The documentation example looks like this:
provider "helm" {
kubernetes {
host = "https://104.196.242.174"
username = "ClusterMaster"
password = "MindTheGap"
client_certificate = file("~/.kube/client-cert.pem")
client_key = file("~/.kube/client-key.pem")
cluster_ca_certificate = file("~/.kube/cluster-ca-cert.pem")
}
}
This looks fine, but we don’t have all of this information or files until the cluster is created. Since this will be running in the same workflow as the one that is creating the cluster, we need to be referring to the resource element.
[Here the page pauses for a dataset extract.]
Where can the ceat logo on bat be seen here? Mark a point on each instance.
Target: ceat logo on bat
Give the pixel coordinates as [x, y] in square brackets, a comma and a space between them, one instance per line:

Also, username and password was optional so we tried without them first and had no issues there.
provider "helm" {
version = "~> 0.10.4"
kubernetes {
host = azurerm_kubernetes_cluster.k8s.kube_config.0.host
client_certificate = base64decode(azurerm_kubernetes_cluster.k8s.kube_config.0.client_certificate)
client_key = base64decode(azurerm_kubernetes_cluster.k8s.kube_config.0.client_key)
cluster_ca_certificate = base64decode(azurerm_kubernetes_cluster.k8s.kube_config.0.cluster_ca_certificate)
}
}
The code above is from my Terraform and Kubernetes example that I use for my talk on Terraform. Feel free to look at the entire code at Github.
I’ve been working with Azure Kubernetes Services (AKS), so in my case we have created a AKS cluster with the local name of k8s that we can extrapolate the host, client certificate, client key and cluster CA certificate from.
We are now ready to deploy helm charts by using the helm_release resource!
Taking the helm
Oh, the jokes. Pretty naughtical (nautical, get it?) …
Dad jokes aside, it’s time to install something through helm. We do this by using the helm_release resource, which can look a bit like this:
resource "helm_release" "prometheus" {
name = "prometheus"
chart = "prometheus-operator"
repository = "https://kubernetes-charts.storage.googleapis.com/"
namespace = "monitoring"
}
The chart is the official Stable chart from the fine people over at Helm, but anything that is supported through the helm CLI will work here as well.
Most likely, you would want to send some configurations with your helm chart. There are two ways of doing this, either by defining a values file or by using a set value block. There aren’t any real benefits of one or the other but I guess that if you only have one setting you want to pass along then creating an entire values file for that would be unnecessary.
Using our above example, here is how to structure the values file and/or using the set value block.
resource "helm_release" "prometheus" {
name = "prometheus"
chart = "prometheus-operator"
repository = "https://kubernetes-charts.storage.googleapis.com/"
namespace = "monitoring"
# Values file
values = [
file("${path.module}/values.yaml")
]
# Set value block
set {
name = "global.rbac.create"
value = "false"
}
}
Other settings worth noting
wait - (Optional) Will wait until all resources are in a ready state before marking the release as successful. It will wait for as long as timeout. Defaults to true.
timeout - (Optional) Time in seconds to wait for any individual kubernetes operation (like Jobs for hooks). Defaults to 300 seconds.
recreate_pods - (Optional) Perform pods restart during upgrade/rollback. Defaults to false.
atomic - (Optional) If set, installation process purges chart on fail. The wait flag will be set automatically if atomic is used. Defaults to false.